It can be dangerous to approach an author you used to like more than a decade past but haven't read for years. Unfortunately, I find more often than not that I'm disappointed in attempting to rediscover a writer - which isn't always a fault of the author but rather just the different stages and preferences in a reader's life.
I used to love T. Greenwood. Many years ago, I read Breathing Water, Nearer Than the Sky, and Undressing the Moon. And then, she sort of just fell off my radar. Sort of are the operative words in that sentence, because I liked her enough to continue tracking her, but found that I either wasn't drawn in by the synopses of her newer works, or when I attempted to read the first chapters, they didn't work for me.
But when Kensington offered Where I lost Her for early review (the book was actually released on February 23rd; I've been a bit behind until now), I felt like we've aligned once again. The synopsis was in-line with many of the types of novels I've been into lately, and I was excited to try her again.
Yay! It paid off!
This is the sort of writing I like from Greenwood:
"Our bodies carry no evidence of those who have loved us. If they did, if they bore the imprints of everyone's hands, every child's wet cheek, every mother's palm, if our flesh carried the ghosts of all the hands that have touched us, then we might be more careful."
Greenwood seems to specialize in writing about the relationships between mothers and daughters (this, based on the books I've read - I cannot speak to the others). She continues the theme here, but with a twist of a mystery. Tess is visiting her childhood friend in rural Vermont when, going for an ill-advised late night wine run, she almost runs into a three or four year old girl standing in the middle of the highway, alone and injured. She stops, of course, to help the little girl but the child runs off into the woods. A search ensues, but Tess' competency is (somewhat bafflingly) questioned.
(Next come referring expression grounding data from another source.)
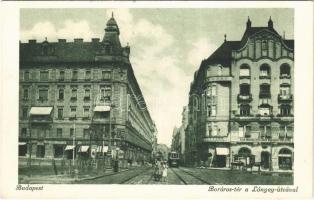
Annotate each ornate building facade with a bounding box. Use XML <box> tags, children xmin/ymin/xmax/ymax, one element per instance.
<box><xmin>185</xmin><ymin>18</ymin><xmax>294</xmax><ymax>171</ymax></box>
<box><xmin>19</xmin><ymin>15</ymin><xmax>157</xmax><ymax>164</ymax></box>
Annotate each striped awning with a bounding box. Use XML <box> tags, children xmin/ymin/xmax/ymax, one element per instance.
<box><xmin>78</xmin><ymin>146</ymin><xmax>90</xmax><ymax>152</ymax></box>
<box><xmin>29</xmin><ymin>107</ymin><xmax>53</xmax><ymax>115</ymax></box>
<box><xmin>94</xmin><ymin>106</ymin><xmax>111</xmax><ymax>112</ymax></box>
<box><xmin>64</xmin><ymin>145</ymin><xmax>75</xmax><ymax>151</ymax></box>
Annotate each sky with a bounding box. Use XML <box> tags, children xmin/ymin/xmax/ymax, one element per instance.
<box><xmin>20</xmin><ymin>8</ymin><xmax>294</xmax><ymax>146</ymax></box>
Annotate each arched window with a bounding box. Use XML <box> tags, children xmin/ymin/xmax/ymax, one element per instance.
<box><xmin>280</xmin><ymin>64</ymin><xmax>291</xmax><ymax>77</ymax></box>
<box><xmin>260</xmin><ymin>64</ymin><xmax>271</xmax><ymax>77</ymax></box>
<box><xmin>262</xmin><ymin>40</ymin><xmax>267</xmax><ymax>51</ymax></box>
<box><xmin>238</xmin><ymin>147</ymin><xmax>251</xmax><ymax>156</ymax></box>
<box><xmin>278</xmin><ymin>148</ymin><xmax>292</xmax><ymax>170</ymax></box>
<box><xmin>239</xmin><ymin>64</ymin><xmax>250</xmax><ymax>77</ymax></box>
<box><xmin>217</xmin><ymin>65</ymin><xmax>223</xmax><ymax>76</ymax></box>
<box><xmin>259</xmin><ymin>104</ymin><xmax>271</xmax><ymax>116</ymax></box>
Greenwood includes here one of the elements that irritates me in fiction - when everyone, including the protagonist, knows an element that is insinuated to be pertinent to the plot, but is kept from the reader. This is usually intended as an element of suspense. I'm perfectly fine with this situation, so long as it is also kept from the protagonist, but when it's withheld from the reader only, it feel both like authorial intrusion and also a bit like cheating. And in this particular story, when the element is finally revealed to the reader, I felt both like it could've been revealed earlier and also that it didn't quite carry the gravity/effect that was intended.
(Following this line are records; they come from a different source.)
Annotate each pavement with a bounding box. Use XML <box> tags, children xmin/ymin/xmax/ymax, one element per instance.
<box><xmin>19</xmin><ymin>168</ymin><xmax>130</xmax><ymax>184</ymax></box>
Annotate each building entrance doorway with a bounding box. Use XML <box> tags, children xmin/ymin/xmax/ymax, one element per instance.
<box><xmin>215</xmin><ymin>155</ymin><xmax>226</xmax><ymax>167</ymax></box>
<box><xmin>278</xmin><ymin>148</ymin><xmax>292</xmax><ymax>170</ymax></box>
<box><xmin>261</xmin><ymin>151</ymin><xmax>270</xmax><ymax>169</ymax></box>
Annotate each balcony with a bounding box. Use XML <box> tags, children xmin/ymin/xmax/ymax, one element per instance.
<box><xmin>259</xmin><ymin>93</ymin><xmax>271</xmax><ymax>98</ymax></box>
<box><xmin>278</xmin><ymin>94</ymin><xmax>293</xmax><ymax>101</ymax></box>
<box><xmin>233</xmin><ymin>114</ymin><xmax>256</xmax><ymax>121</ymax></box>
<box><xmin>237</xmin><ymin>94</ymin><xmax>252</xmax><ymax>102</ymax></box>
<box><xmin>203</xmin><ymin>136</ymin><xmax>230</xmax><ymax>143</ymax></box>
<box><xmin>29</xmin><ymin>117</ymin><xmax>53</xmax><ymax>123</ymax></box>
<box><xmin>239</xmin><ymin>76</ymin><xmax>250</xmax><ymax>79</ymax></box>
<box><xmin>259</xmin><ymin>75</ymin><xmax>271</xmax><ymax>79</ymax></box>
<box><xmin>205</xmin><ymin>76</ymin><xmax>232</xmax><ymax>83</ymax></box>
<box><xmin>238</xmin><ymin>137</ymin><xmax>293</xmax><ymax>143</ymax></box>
But that's primarily my only reservation. Otherwise, I was happy to re-immerse myself in a voice I enjoy, I was certainly driven to find out whether the child was an apparition or corporeal, and I liked the protagonist quite a lot (for some reason, not so much a trend in the books I've picked up lately). I'm inclined to categorize this novel as literary suspense, and I hope Greenwood continues with this sort of novel. Lovely and recommended!